Microneedle Patch Represents the Future of Influenza Vaccination
A microneedle patch allows the flu vaccine to be safely and effectively self-administered.
A new study shows that an influenza vaccine administered through an investigational patch of dissolving microneedles is safe and can produce the desired immune response.
Microneedle administration is an alternative to traditional vaccination with a needle and syringe. With further research, the microneedle patch could eliminate the pain of injection and the expense of visiting a healthcare provider to receive protection against influenza, according to a study published by The Lancet.
“This bandage-strip sized patch of painless and dissolvable needles can transform how we get vaccinated,” said Roderic I. Pettigrew, PhD, MD, director of the National Institute of Biomedical Imaging and Bioengineering, which funded the study. “A particularly attractive feature is that this vaccination patch could be delivered in the mail and self-administered. In addition, this technology holds promise for delivering other vaccines in the future.”
The patch is composed of 100 solid, water-soluble needles that are long enough to penetrate the skin, according to the study.
“The skin is an immune surveillance organ,” said researcher Mark R. Prausnitz, PhD. “It’s our interface with the outside world, so it’s very well equipped to detect a pathogen and mount an immune response against it.”
Adhesive is encapsulated in the needles and is released when the tips of the needle dissolve, which happens within minutes, according to the study. Once the vaccine is administered, the patch is peeled off the skin and can be thrown away like a normal bandage.
Included in the study were 100 patients divided into 4 cohorts: vaccination with a microneedle patch administered by a provider, self-administration of the vaccination with a microneedle patch, vaccination with intramuscular injection administered by a provider, and placebo patch given by a provider.
For patients receiving the vaccine, they received an inactivated influenza vaccination formulation.
The authors discovered that the vaccination administered through the microneedle patch was safe due to a lack of observed serious adverse events, according to the study. Some patients experienced mild, local skin redness and mild itching that lasted 2 to 3 days.

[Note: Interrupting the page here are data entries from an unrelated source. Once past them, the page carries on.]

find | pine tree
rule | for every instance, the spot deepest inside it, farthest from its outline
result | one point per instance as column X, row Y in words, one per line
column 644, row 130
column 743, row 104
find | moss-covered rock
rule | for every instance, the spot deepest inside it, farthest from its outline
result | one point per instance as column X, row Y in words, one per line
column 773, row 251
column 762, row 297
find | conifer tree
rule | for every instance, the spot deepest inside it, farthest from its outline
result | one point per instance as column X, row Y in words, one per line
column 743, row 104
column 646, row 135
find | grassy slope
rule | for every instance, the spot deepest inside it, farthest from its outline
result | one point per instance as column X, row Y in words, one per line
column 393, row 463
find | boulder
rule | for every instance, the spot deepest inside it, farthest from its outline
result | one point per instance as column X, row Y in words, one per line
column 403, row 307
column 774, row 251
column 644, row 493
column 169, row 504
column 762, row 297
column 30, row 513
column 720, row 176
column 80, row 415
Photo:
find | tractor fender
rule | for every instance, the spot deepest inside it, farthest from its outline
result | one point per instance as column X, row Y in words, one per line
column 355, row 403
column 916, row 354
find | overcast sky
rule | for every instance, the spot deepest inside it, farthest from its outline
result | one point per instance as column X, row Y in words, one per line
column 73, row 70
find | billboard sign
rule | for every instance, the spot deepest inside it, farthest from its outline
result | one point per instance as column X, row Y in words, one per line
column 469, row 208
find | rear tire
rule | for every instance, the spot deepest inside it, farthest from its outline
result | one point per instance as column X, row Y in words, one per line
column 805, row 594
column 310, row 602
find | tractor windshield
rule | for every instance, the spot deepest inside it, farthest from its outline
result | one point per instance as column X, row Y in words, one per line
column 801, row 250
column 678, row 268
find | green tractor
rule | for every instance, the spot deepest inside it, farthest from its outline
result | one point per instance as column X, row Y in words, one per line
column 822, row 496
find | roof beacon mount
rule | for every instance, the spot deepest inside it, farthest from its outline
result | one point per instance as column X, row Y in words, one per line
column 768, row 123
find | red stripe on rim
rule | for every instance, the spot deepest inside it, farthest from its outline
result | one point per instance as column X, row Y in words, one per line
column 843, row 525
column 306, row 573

The investigators also found that the antibody responses—measured through an analysis of blood samples—were similar among patients receiving the vaccine through the patch or injection, according to the study. They also discovered that the immune response lasted for at least 6 months.
Approximately 70% of patients receiving the patch said they preferred it to intranasal administration or through injection.
The investigators reported that there were no differences between the doses of the vaccine administered by the patient or a provider. This finding suggests that patients are able to correctly administer the microneedle patch, according to the study.
After the patch was administered, imaging showed that the microneedles dissolved in the skin, which means that the used patches can be discarded normally and not in a sharps container.
The microneedle patches were also observed to remain effective for at least 1 year without refrigeration.
The authors noted that the patch could offer economic and manufacturing benefits, according to the study.The cost to manufacture the patches is likely to be competitive compared with the prefilled syringe; however, self-administration of the patch can dramatically reduce the cost of vaccination.
The patch can also be easily packaged for transportation, as it is stable and requires no refrigeration, which provides significant advantages over traditional administration, according to the study.
The investigators plan to conduct additional clinical trials to determine the patch’s availability to patients. Additionally, they will explore using the microneedle patch technology for other vaccines, including measles, rubella, and polio, the study concluded.